Nous avons appris le 19 octobre 2022 que, malgré des attentes fortes, la révision de la réglementation européenne sur les produits chimiques REACH risque d'être repoussée probablement fin 2023. Cela risque fort, dans les faits, de la reporter après les élections européennes de 2024, avec le haut niveau d'incertitude politique que cela implique.
C'est à la fois une déception et surtout une source d'inquiétudes car cela signifie que des décisions visant à exclure du marché européen des familles de produits chimiques dangereuses seront également reportées d'autant.
Pourtant, depuis son entrée en vigueur en 2007, les nombreuses faiblesses du règlement REACH ont été régulièrement pointées du doigt, notamment la complexité et la lenteur des processus d'évaluation, limitant considérablement l'efficacité du règlement à restreindre et substituer les substances les plus dangereuses.
La révision de ce règlement est donc cruciale, elle doit permettre notamment : l'évaluation des produits chimiques non plus substance par substance mais par famille de produits, ce qui améliorerait grandement l'efficacité et la rapidité des procédures d'évaluation, comme dans le cas des perfluorés, grande famille de plus de 4000 composés ; l'identification des perturbateurs endocriniens (les données nécessaires à cette identification ne sont pour le moment pas demandées) ; la possibilité de prendre en compte l'exposition à des mélanges de substance en vue de limiter le risque d'effets cocktail ; et enfin la possibilité d'interdire certains usages grand public et professionnel des substances les plus dangereuses.
Ces mesures sont indispensables à la protection des citoyennes et des citoyens européens et de leur environnement. Le report de cette réforme est donc dramatique d'un point de vue sanitaire et environnemental.
Le fait que la Commission européenne, semble-t-il sous pression de certains acteurs économiques, ait renoncé à avancer sur ce dossier est très inquiétant.
Nous nous inquiétons également de la position de la France sur ce dossier et n'avons vu aucune position officielle sur le sujet. La France, autrefois en pointe sur ces questions de santé environnementale, aurait-elle abandonné cette ambition ?

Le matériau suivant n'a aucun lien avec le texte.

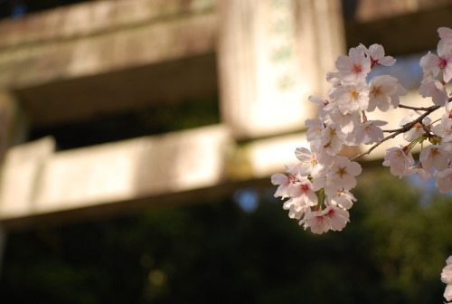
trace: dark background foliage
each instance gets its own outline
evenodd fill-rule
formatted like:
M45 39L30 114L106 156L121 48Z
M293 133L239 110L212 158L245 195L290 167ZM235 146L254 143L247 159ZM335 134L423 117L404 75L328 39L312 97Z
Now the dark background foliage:
M9 234L5 303L441 303L450 196L371 170L352 223L314 235L274 191Z

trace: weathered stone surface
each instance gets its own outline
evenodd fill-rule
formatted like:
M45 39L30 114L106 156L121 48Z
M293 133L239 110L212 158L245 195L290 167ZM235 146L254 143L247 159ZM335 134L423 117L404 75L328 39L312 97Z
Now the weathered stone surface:
M97 1L0 23L0 88L214 52L214 2Z
M236 138L304 128L316 109L308 96L344 52L340 13L325 0L220 2L222 119Z
M8 150L1 172L0 219L34 214L41 170L53 154L54 146L52 138L44 138Z
M19 146L5 162L0 220L214 186L231 143L218 125L58 153L49 138Z

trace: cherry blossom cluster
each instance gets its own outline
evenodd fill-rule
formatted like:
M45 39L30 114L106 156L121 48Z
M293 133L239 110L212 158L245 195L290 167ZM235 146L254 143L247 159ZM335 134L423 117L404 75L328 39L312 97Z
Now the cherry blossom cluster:
M442 27L438 33L438 55L428 52L420 60L419 94L432 102L427 107L400 104L400 96L407 90L397 78L381 75L370 80L375 65L395 63L380 44L351 48L348 56L337 59L337 71L326 75L331 84L327 99L309 97L318 105L318 117L305 122L309 148L297 147L297 161L286 166L285 174L271 176L273 185L278 185L275 196L287 199L283 208L305 229L314 233L341 231L356 201L350 191L362 167L354 160L400 134L408 144L390 147L382 165L399 177L417 174L428 180L433 176L441 193L452 190L452 102L445 86L452 79L452 30ZM409 109L400 128L383 130L387 121L368 119L370 112L396 108ZM444 114L432 121L429 115L438 109ZM385 132L390 135L385 137ZM372 146L351 159L342 153L346 147L360 145ZM421 147L417 163L411 154L415 146Z
M446 260L446 267L441 272L441 280L447 284L444 291L444 298L447 300L452 301L452 255Z

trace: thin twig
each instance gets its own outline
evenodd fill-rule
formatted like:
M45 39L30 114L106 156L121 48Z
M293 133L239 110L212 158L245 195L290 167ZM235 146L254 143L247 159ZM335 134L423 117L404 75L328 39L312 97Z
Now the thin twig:
M449 101L451 100L451 99L449 99ZM431 106L431 107L428 107L428 108L425 108L425 113L420 115L419 118L417 118L415 120L411 121L411 122L409 122L409 123L406 123L404 124L403 126L401 126L400 128L396 128L394 130L391 130L391 132L393 132L393 134L391 135L389 135L387 136L386 138L382 138L381 140L380 140L378 143L374 144L372 147L371 147L367 151L363 152L363 153L361 153L361 154L358 154L356 157L353 157L350 159L350 161L353 161L357 158L360 158L369 153L371 153L375 147L377 147L378 146L380 146L381 144L382 144L383 142L385 142L386 140L389 140L389 139L391 139L391 138L394 138L396 136L398 136L399 134L401 134L401 133L405 133L405 132L408 132L409 130L410 130L417 123L419 122L421 122L422 119L424 119L427 116L430 115L431 112L433 111L436 111L437 109L438 109L440 108L440 106Z

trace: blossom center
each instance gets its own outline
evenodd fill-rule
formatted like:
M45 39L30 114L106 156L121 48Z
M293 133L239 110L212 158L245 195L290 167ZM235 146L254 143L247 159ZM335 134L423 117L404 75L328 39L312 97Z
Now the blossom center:
M353 72L361 72L363 71L361 65L359 64L353 64Z

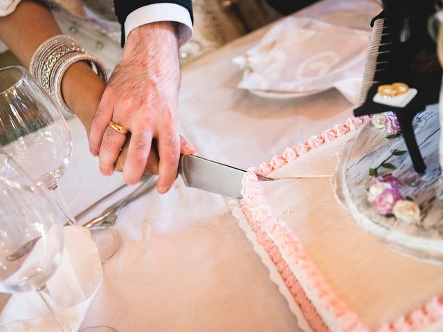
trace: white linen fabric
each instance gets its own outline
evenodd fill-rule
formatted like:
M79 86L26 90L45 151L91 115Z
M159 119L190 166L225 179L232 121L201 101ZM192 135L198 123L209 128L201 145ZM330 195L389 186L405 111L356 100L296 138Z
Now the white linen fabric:
M354 103L364 70L368 31L289 17L234 62L244 68L239 88L309 93L336 87Z
M102 266L87 230L69 226L64 230L64 255L47 287L60 314L77 331L102 284ZM37 255L38 243L26 259L38 259ZM3 300L7 296L1 295ZM14 294L8 300L0 314L0 331L59 332L60 327L38 294L26 292Z
M379 10L372 0L325 0L296 16L369 30ZM334 90L269 100L237 89L242 77L231 59L251 49L266 30L183 66L180 126L201 156L247 168L352 115L351 104ZM109 181L116 181L114 188L123 181L118 182L120 174L111 180L100 175L81 124L77 119L69 122L73 156L60 190L78 213L103 195L97 192L102 187L111 190ZM96 216L114 197L80 221ZM300 331L302 317L296 318L269 281L268 269L225 199L187 188L179 178L167 194L152 191L127 205L115 227L122 247L103 266L103 285L81 327L109 325L125 332Z

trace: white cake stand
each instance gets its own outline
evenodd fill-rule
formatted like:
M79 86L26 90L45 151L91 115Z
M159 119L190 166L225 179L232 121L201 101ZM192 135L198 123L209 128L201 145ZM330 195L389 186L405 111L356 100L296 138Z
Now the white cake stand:
M393 150L406 150L403 138L386 138L383 129L368 121L343 150L336 174L337 196L356 222L388 246L401 253L434 264L443 264L443 203L436 199L441 170L439 163L438 106L428 107L415 120L415 135L427 169L417 174L409 155L394 156L389 163L396 169L381 168L379 175L391 173L405 185L401 192L419 204L422 221L407 223L378 214L367 201L372 183L369 169L380 165Z

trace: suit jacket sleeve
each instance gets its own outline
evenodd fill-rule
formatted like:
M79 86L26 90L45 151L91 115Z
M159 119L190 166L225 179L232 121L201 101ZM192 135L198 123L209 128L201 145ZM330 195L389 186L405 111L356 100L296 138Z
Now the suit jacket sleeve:
M118 18L120 24L125 24L126 17L135 10L145 6L153 5L154 3L170 3L180 5L189 11L189 14L192 19L192 3L191 0L114 0L114 3L116 8L116 15Z

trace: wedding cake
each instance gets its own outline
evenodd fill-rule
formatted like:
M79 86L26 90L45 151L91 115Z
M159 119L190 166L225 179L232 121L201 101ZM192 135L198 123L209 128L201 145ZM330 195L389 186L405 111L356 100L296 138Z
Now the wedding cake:
M337 199L341 154L368 120L350 118L250 169L233 213L304 329L442 331L443 266L392 250Z

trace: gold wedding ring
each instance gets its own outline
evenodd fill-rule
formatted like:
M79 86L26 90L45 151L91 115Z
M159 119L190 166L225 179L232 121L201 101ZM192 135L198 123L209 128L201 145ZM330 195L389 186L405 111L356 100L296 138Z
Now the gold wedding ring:
M127 133L127 130L123 128L120 124L113 122L112 121L109 121L109 127L112 128L114 130L118 131L120 133L123 133L123 135L126 135Z
M377 92L384 98L392 98L403 95L409 91L409 86L406 83L397 82L392 84L383 84L379 86Z

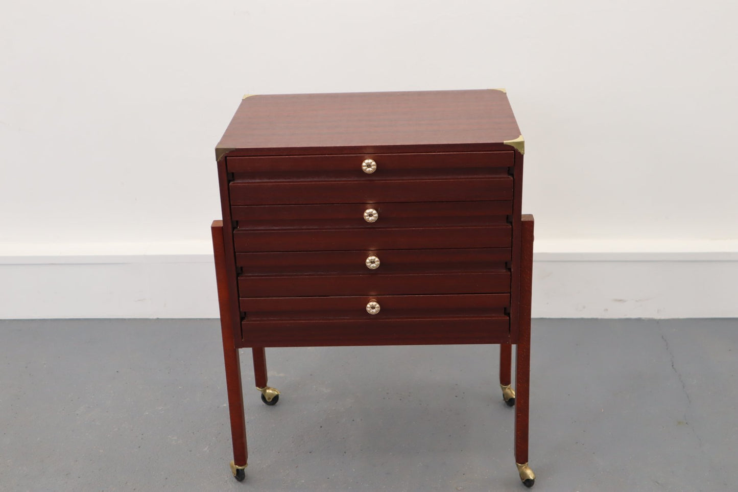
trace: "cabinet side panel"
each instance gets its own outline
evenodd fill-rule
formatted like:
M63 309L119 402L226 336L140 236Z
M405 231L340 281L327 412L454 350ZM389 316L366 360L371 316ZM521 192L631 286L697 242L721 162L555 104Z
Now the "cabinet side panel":
M233 249L233 222L231 218L230 197L228 190L228 172L226 159L218 162L218 180L221 188L221 210L223 213L223 239L226 253L226 273L228 276L228 295L233 338L237 347L241 346L243 335L241 327L241 311L238 309L238 284L236 279L235 251Z
M513 167L512 262L510 276L510 338L514 344L517 343L520 312L520 248L522 247L520 216L522 209L523 154L516 151L514 152L514 166Z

Une clarification est nécessaire sur ce point. Elle lui demande si elle peut lui indiquer si le Gouvernement est prêt à soutenir clairement une révision de ce règlement REACH fin 2022 ou au plus tard début 2023, dans l'intérêt de l'environnement et de la santé publique en France et en Europe.
M. le président. La parole est à Mme Laurence Rossignol, auteure de la question n° 243, adressée à Mme la secrétaire d'État auprès de la ministre de l'Europe et des affaires étrangères, chargée de l'Europe.
Mme Laurence Rossignol. Nous avons appris voilà deux mois que, malgré des attentes fortes, la révision de la réglementation européenne sur les produits chimiques dite Reach pourrait être repoussée, probablement à la fin de l'année 2023. Dans les faits, elle risque fort d'être reportée après les élections européennes.
Cette annonce nourrit de grandes inquiétudes. Cela signifierait en effet que des décisions visant à exclure du marché européen des familles de produits chimiques dangereuses seront reportées d'autant.
Pourtant, depuis son entrée en vigueur en 2007, les nombreuses faiblesses du règlement Reach ont été régulièrement dénoncées, notamment la complexité et la lenteur des processus d'évaluation.
La révision de ce règlement est donc indispensable. Il s'agit notamment de permettre d'évaluer les produits chimiques non plus substance par substance, mais par famille de produits, d'identifier les perturbateurs endocriniens – un sujet important –, de prendre en compte l'exposition à des mélanges de substances en vue de limiter le risque d'effet cocktail, ou encore d'interdire certains usages par le grand public et les professionnels de substances dangereuses.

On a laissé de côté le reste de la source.